Aggregation: Mean
=================

Any functions that have not completed the proof-writing and vetting
process may still be accessed if you opt-in to “contrib”. Please contact
us if you are interested in proof-writing. Thank you!

.. tab-set::

    .. tab-item:: Python
        :sync: python

        .. code:: pycon

            >>> import opendp.prelude as dp
            >>> dp.enable_features("contrib")


Known Dataset Size
------------------

The much easier case to consider is when the dataset size is known:

.. tab-set::

    .. tab-item:: Python
        :sync: python

        .. code:: pycon

            >>> input_space = (
            ...     dp.vector_domain(
            ...         dp.atom_domain(bounds=(0.0, 10.0)), size=10
            ...     ),
            ...     dp.symmetric_distance(),
            ... )
            >>> sb_mean_trans = dp.t.make_mean(*input_space)
            >>> sb_mean_trans([5.0] * 10)
            5.0

The sensitivity of this transformation is the same as in ``make_sum``
(when dataset size is known), but is divided by ``size``.

That is, :math:`map(d_{in}) = (d_{in} // 2) \cdot max(|L|, U) / size`,
where :math:`//` denotes integer division with truncation.

.. tab-set::

    .. tab-item:: Python
        :sync: python

        .. code:: pycon

            >>> # since we are in the bounded-DP model, d_in should be a multiple of 2,
            >>> # because it takes one removal and one addition to change one record
            >>> sb_mean_trans.map(2)
            1.0000000000000169

Note that this operation does not divide by the length of the input
data, it divides by the size parameter passed to the constructor. As in
any other context, it is expected that the data passed into the function
is a member of the input domain, so no promises of privacy or
correctness are guaranteed when the data is not in the input domain. In
particular, the function may give a result with no error message.

.. tab-set::

    .. tab-item:: Python
        :sync: python

        .. code:: pycon

            >>> sb_mean_trans = dp.t.make_mean(*input_space)
            >>> sb_mean_trans([5.0])
            0.5

You can check that a dataset is a member of a domain by calling
``.member``:

.. tab-set::

    .. tab-item:: Python
        :sync: python

        .. code:: pycon

            >>> sb_mean_trans.input_domain.member([5.0])
            False

In this case, ``[5.]`` is not a member because the input domain consists
of vectors of length ten.

Unknown Dataset Size
--------------------

There are several approaches for releasing the mean when the dataset
size is unknown.

The first approach is to use the resize transformation. You can
separately release an estimate for the dataset size, and then preprocess
the dataset with a resize transformation.

.. tab-set::

    .. tab-item:: Python
        :sync: python

        .. code:: pycon

            >>> data = [5.0] * 10
            >>> bounds = (0.0, 10.0)

            >>> input_space = (
            ...     dp.vector_domain(dp.atom_domain(T=float)),
            ...     dp.symmetric_distance(),
            ... )

            >>> count_meas = (
            ...     input_space
            ...     >> dp.t.then_count()
            ...     >> dp.m.then_laplace(1.0)
            ... )

            >>> dp_count = count_meas(data)

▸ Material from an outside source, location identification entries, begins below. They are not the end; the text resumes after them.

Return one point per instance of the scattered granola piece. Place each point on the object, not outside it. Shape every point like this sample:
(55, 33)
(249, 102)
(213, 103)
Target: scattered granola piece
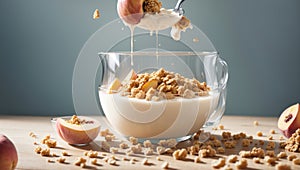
(272, 131)
(207, 152)
(96, 14)
(105, 133)
(80, 161)
(109, 138)
(133, 140)
(123, 145)
(245, 154)
(47, 137)
(257, 160)
(220, 150)
(259, 133)
(292, 157)
(38, 150)
(148, 151)
(242, 164)
(105, 146)
(169, 151)
(282, 166)
(226, 135)
(229, 144)
(282, 155)
(169, 143)
(158, 158)
(61, 160)
(133, 160)
(45, 152)
(112, 162)
(270, 137)
(160, 150)
(232, 158)
(197, 159)
(147, 144)
(261, 142)
(50, 161)
(270, 146)
(219, 163)
(227, 167)
(180, 154)
(50, 143)
(31, 134)
(65, 153)
(114, 150)
(281, 138)
(94, 161)
(91, 154)
(270, 160)
(165, 165)
(136, 149)
(245, 142)
(145, 161)
(217, 143)
(296, 161)
(270, 153)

            >>> mean_meas = (
            ...     input_space
            ...     >> dp.t.then_impute_constant(0.0)
            ...     >> dp.t.then_clamp(bounds)
            ...     >> dp.t.then_resize(dp_count, constant=5.0)
            ...     >> dp.t.then_mean()
            ...     >> dp.m.then_laplace(1.0)
            ... )

            >>> print("dp mean:", mean_meas(data))
            dp mean: ...

The total privacy expenditure is the composition of the ``count_meas``
and ``mean_meas`` releases.

.. tab-set::

    .. tab-item:: Python
        :sync: python

        .. code:: pycon

            >>> print(
            ...     "map 1:",
            ...     dp.c.make_composition([count_meas, mean_meas]).map(1),
            ... )
            map 1: ...

Another approach is to compute the DP sum and DP count, and then
postprocess the output.

.. tab-set::

    .. tab-item:: Python
        :sync: python

        .. code:: pycon

            >>> dp_sum = (
            ...     input_space
            ...     >> dp.t.then_impute_constant(0.0)
            ...     >> dp.t.then_clamp(bounds)
            ...     >> dp.t.then_sum()
            ...     >> dp.m.then_laplace(10.0)
            ... )
            >>> dp_count = (
            ...     input_space
            ...     >> dp.t.then_count()
            ...     >> dp.m.then_laplace(1.0)
            ... )

            >>> dp_fraction_meas = dp.c.make_composition([dp_sum, dp_count])

            >>> dp_sum, dp_count = dp_fraction_meas(data)
            >>> print("dp mean:", dp_sum / dp_count)
            dp mean: ...
            >>> print("epsilon:", dp_fraction_meas.map(1))
            epsilon: ...

The same approaches are valid for the variance estimator. The `Resize preprocessing documentation <preprocess-resize.ipynb>`__
goes into greater detail on the tradeoffs of these approaches.